Moore expects prices will likely creep towards the upper end of the trading range over the course of this year as the global economic recovery becomes more firmly established, while he also takes the view growth in consumption means the world is not as awash in oil as it was a few months ago and this should prove supportive to prices.
This fits in with Westmore's view the oil price will only trend higher when there is an improvement in market fundamentals, though his view is a little more cautious than Moore in that he expects global growth will take some time to rebound as many economies are still transitioning from growth fuelled by public sector stimulus to growth being sustained by stronger private sector demand.
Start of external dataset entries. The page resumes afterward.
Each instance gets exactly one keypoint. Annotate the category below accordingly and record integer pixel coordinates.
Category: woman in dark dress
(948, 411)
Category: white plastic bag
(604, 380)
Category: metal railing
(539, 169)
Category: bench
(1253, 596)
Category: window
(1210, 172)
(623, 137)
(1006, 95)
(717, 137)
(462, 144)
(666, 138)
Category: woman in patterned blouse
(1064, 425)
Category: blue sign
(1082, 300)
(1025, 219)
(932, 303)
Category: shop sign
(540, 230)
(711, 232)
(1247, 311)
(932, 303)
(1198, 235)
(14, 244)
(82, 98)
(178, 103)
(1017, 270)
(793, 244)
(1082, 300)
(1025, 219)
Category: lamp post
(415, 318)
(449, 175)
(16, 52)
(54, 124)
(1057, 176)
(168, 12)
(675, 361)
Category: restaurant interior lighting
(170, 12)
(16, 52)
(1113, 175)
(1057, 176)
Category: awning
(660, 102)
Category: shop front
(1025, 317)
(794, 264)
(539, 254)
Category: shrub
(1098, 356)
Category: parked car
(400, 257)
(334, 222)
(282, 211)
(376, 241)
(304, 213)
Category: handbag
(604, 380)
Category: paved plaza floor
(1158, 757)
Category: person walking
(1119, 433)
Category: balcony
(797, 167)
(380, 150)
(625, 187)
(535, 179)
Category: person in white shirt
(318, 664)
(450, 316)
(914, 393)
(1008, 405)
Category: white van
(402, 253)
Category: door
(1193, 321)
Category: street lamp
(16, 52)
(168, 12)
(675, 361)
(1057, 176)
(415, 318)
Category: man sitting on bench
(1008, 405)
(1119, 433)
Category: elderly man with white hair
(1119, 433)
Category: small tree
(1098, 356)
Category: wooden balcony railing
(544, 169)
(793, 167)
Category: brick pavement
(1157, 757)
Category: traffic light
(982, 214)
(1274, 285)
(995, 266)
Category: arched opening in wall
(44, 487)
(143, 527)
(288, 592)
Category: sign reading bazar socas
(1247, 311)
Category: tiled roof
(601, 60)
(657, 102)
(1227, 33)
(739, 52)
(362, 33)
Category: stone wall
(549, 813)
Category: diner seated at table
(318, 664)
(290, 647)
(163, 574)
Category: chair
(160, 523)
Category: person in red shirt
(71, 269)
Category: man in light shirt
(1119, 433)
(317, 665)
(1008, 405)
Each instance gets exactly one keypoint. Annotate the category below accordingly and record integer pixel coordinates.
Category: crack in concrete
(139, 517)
Westmore notes non-Japan Asian demand has recently grown faster than expected, but this has been offset by only modest growth in industrial production levels in most of the large developed economies. As a reflection of this, the International Energy Agency is forecasting global demand to average 84.9 million barrels per day this year against expected supply of 86.2 million barrels, with demand forecast to rise to 86.3 million barrels per day in 2011. One positive is non-OPEC supply is expected to fall slightly in 2010.
While Westmore points out OPEC compliance is weakening as production from some member nations is increasing at present, Moore takes the view production targets for the group will stay unchanged through at least the March meeting as any increase is unlikely until there is clear evidence of a tightening in oil market conditions.
This is expected to take some time and so Moore is forecasting a relatively modest price outlook for oil in 2010. The main risk to his estimates is the still weak trend in US oil demand, but even allowing for this he sees prices as creeping higher, as from an expected average of US$76 per barrel in the March quarter he is forecasting average oil prices of around US$77 per barrel at the end of the June quarter, US$78 per barrel at the end of September and US$80 per barrel by the end of the year.
Westmore's forecasts are for prices to average US$78 per barrel this quarter before rising to US$79 per barrel in the June quarter, US$82 per barrel in the September quarter and US$84 per barrel for the December quarter.